Aynı dönemde General Pavel Kiselev, sahipleri tarafından ipotek altına alınmış arazileri satın almak için bir proje geliştiriyordu. Bu arada, bu, serflik sorununu çözmenin oldukça etkili bir yoluydu. 1850'de, serflerin yaklaşık üçte ikisi borca giren soylular tarafından ipotek altına alınmıştı. Birçok toprak sahibi, mali sorunlarını çözmek için para almayı kabul ederdi. Ancak Kırım Savaşı, planın uygulanmasında bazı değişikliklere yol açtı.

Kurtuluş

Kırım Savaşı'ndaki yenilginin ardından, serfliğin kaldırılmasını geciktirecek zaman kalmadığı ortaya çıktı. II. Aleksandr döneminde, köylüleri özgürleştirecek bir yasa çıkarmak için yoğun hazırlıklar yapılıyordu. Muhafazakâr çevreler bile bunun gerekliliğini fark ettiler, ancak zarar etmek istemedikleri için toprak sahiplerinin çıkarlarının gözetilmesi gerektiğini savundular.

İmparator, devlet, toprak sahipleri ve köylüler arasında bir uzlaşma çözümü bulmak zorundaydı. Tüm serfler, soylulardan bağımsız, kişisel olarak özgür insanlar olarak ilan edildi. Toprak sahibinden toprağı satın alıp kullanmazlarsa, geçici olarak yükümlü köylü sayılırlardı. Toprağı kullanmak için, sahibi için çalışmaya (angarya) devam ederler veya kira ödemeye devam ederlerdi.

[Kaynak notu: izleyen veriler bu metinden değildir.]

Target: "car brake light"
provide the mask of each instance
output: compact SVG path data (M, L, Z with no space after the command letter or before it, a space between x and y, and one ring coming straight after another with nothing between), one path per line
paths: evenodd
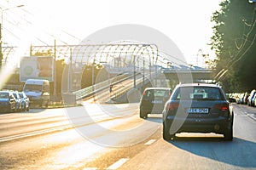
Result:
M213 108L226 111L229 109L229 104L216 104Z
M174 110L178 108L178 103L168 103L169 110Z

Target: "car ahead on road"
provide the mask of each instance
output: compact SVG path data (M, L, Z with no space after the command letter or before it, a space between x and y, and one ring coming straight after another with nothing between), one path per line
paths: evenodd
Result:
M247 99L247 105L249 106L253 105L253 97L254 97L255 94L256 94L256 90L255 89L252 90L251 93L250 93L250 95Z
M234 113L221 87L214 84L180 84L163 110L163 139L177 133L216 133L233 139Z
M10 112L16 110L16 99L12 92L0 91L0 110Z
M16 111L20 111L21 110L21 99L20 98L18 92L13 91L13 94L16 99Z
M148 114L161 114L172 92L169 88L145 88L140 100L140 117L147 118Z
M21 110L23 111L29 111L29 98L26 95L24 92L19 92L18 94L21 99Z

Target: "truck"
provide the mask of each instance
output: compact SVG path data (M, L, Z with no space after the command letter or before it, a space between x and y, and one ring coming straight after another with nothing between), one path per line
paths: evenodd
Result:
M49 82L44 79L27 79L23 91L32 105L48 107L49 103Z

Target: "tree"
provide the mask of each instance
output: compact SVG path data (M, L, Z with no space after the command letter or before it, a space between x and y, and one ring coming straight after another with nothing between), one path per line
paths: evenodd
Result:
M230 91L249 91L256 87L255 5L241 0L223 0L219 5L212 17L215 74Z

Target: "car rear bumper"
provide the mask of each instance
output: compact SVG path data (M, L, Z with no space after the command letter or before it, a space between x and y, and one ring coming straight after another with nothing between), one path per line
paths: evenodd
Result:
M184 118L168 116L163 122L168 128L176 129L176 133L224 133L230 121L227 117Z

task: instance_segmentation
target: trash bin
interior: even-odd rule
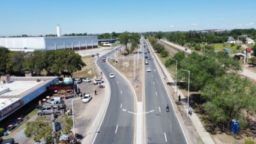
[[[239,130],[240,130],[239,123],[235,119],[232,119],[231,121],[230,130],[231,130],[231,132],[235,133],[235,134],[238,134],[239,132]]]

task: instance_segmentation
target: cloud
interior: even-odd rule
[[[253,22],[249,22],[249,23],[245,24],[244,25],[245,26],[252,26],[254,25],[254,23]]]

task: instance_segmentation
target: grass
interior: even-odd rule
[[[98,71],[94,63],[95,60],[96,58],[91,58],[90,56],[82,57],[82,61],[85,63],[86,66],[83,67],[81,71],[74,73],[73,77],[89,77],[92,79],[95,75],[97,75]]]
[[[13,135],[14,135],[17,132],[20,131],[22,129],[25,128],[26,124],[28,122],[28,120],[37,115],[39,109],[34,109],[32,111],[31,111],[28,115],[26,115],[24,118],[24,122],[23,122],[21,125],[20,125],[17,128],[16,128],[14,131],[12,131],[10,134],[7,136],[3,136],[3,139],[9,139],[12,137]]]

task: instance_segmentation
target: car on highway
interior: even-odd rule
[[[75,79],[75,80],[74,81],[74,84],[76,84],[76,83],[79,84],[81,82],[82,82],[82,81],[81,81],[80,79]]]
[[[102,82],[104,82],[103,80],[102,79],[95,79],[93,81],[93,84],[97,84],[98,83],[102,83]]]
[[[102,62],[106,62],[106,58],[102,58]]]
[[[89,77],[85,77],[85,78],[83,79],[82,81],[85,82],[91,82],[90,78],[89,78]]]
[[[82,99],[83,103],[88,103],[93,98],[91,94],[85,94]]]
[[[110,78],[115,78],[115,75],[114,75],[114,73],[110,74]]]

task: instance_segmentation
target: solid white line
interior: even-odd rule
[[[167,139],[166,138],[165,132],[164,132],[163,134],[165,134],[165,142],[167,143]]]
[[[116,125],[116,132],[117,132],[117,128],[118,128],[118,124],[117,125]],[[166,139],[166,137],[165,137],[165,139]]]

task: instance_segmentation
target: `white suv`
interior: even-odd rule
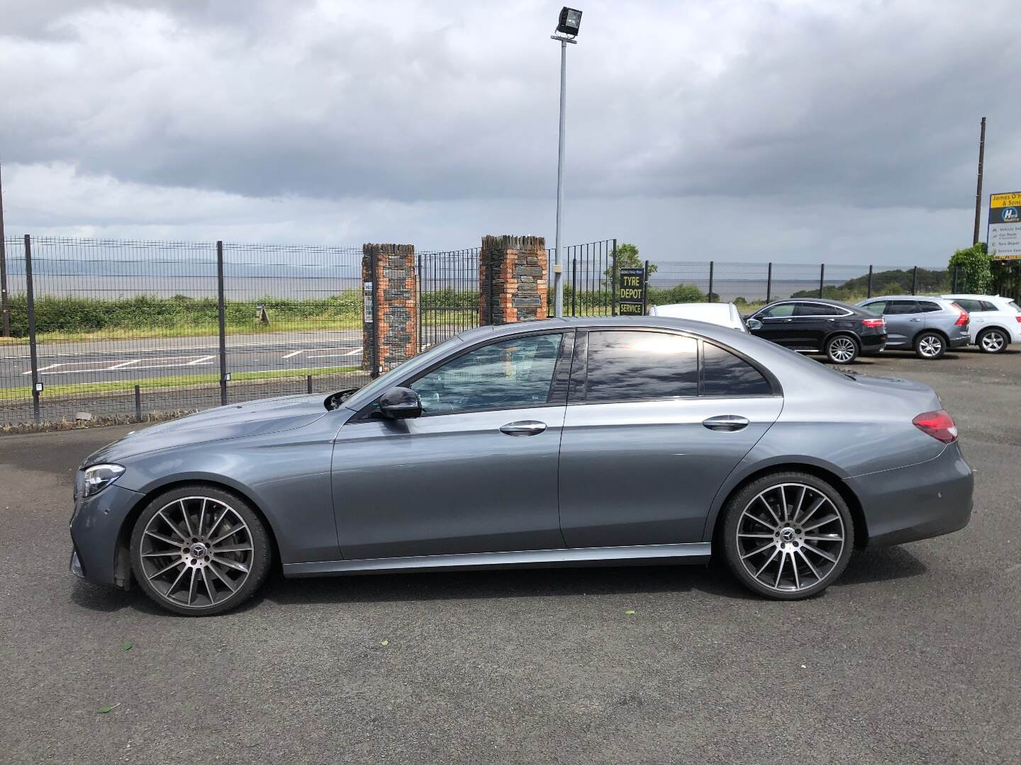
[[[971,342],[983,353],[1001,353],[1021,343],[1021,305],[999,295],[941,295],[953,300],[970,318]]]

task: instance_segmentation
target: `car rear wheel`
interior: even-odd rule
[[[221,614],[251,598],[272,558],[258,514],[209,486],[156,497],[132,532],[135,578],[159,606],[188,616]]]
[[[724,508],[723,549],[752,592],[800,600],[829,586],[850,559],[855,522],[828,482],[782,472],[744,487]]]
[[[1003,353],[1010,339],[1007,333],[995,326],[983,329],[975,339],[975,344],[982,353]]]
[[[920,359],[938,359],[946,350],[946,341],[939,333],[922,333],[915,338],[915,353]]]
[[[826,341],[826,357],[834,364],[849,364],[858,358],[858,342],[849,335],[836,335]]]

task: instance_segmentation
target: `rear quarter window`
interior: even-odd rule
[[[702,396],[769,396],[773,389],[762,372],[730,351],[702,344]]]

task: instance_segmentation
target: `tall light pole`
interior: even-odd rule
[[[564,315],[564,264],[561,262],[561,224],[564,220],[564,129],[568,95],[568,43],[577,45],[578,30],[581,27],[581,11],[564,7],[551,40],[561,44],[561,135],[556,150],[556,244],[553,250],[553,315]]]

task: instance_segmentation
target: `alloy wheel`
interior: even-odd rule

Hükümet, köylülerin kendi topraklarını satın almalarının zor olacağını anlayınca, devlet toprak sahiplerinden toprakları satın aldı. Üstelik köylüler zaten 49 yıldır devlete para ödüyorlardı. Bir nevi toprak ipoteği.

Böylece her yıl muvakkat hizmetli köylülerin sayısı azaldı, fakat muvakkat hizmet ancak 1917 yılında tamamen kaldırıldı.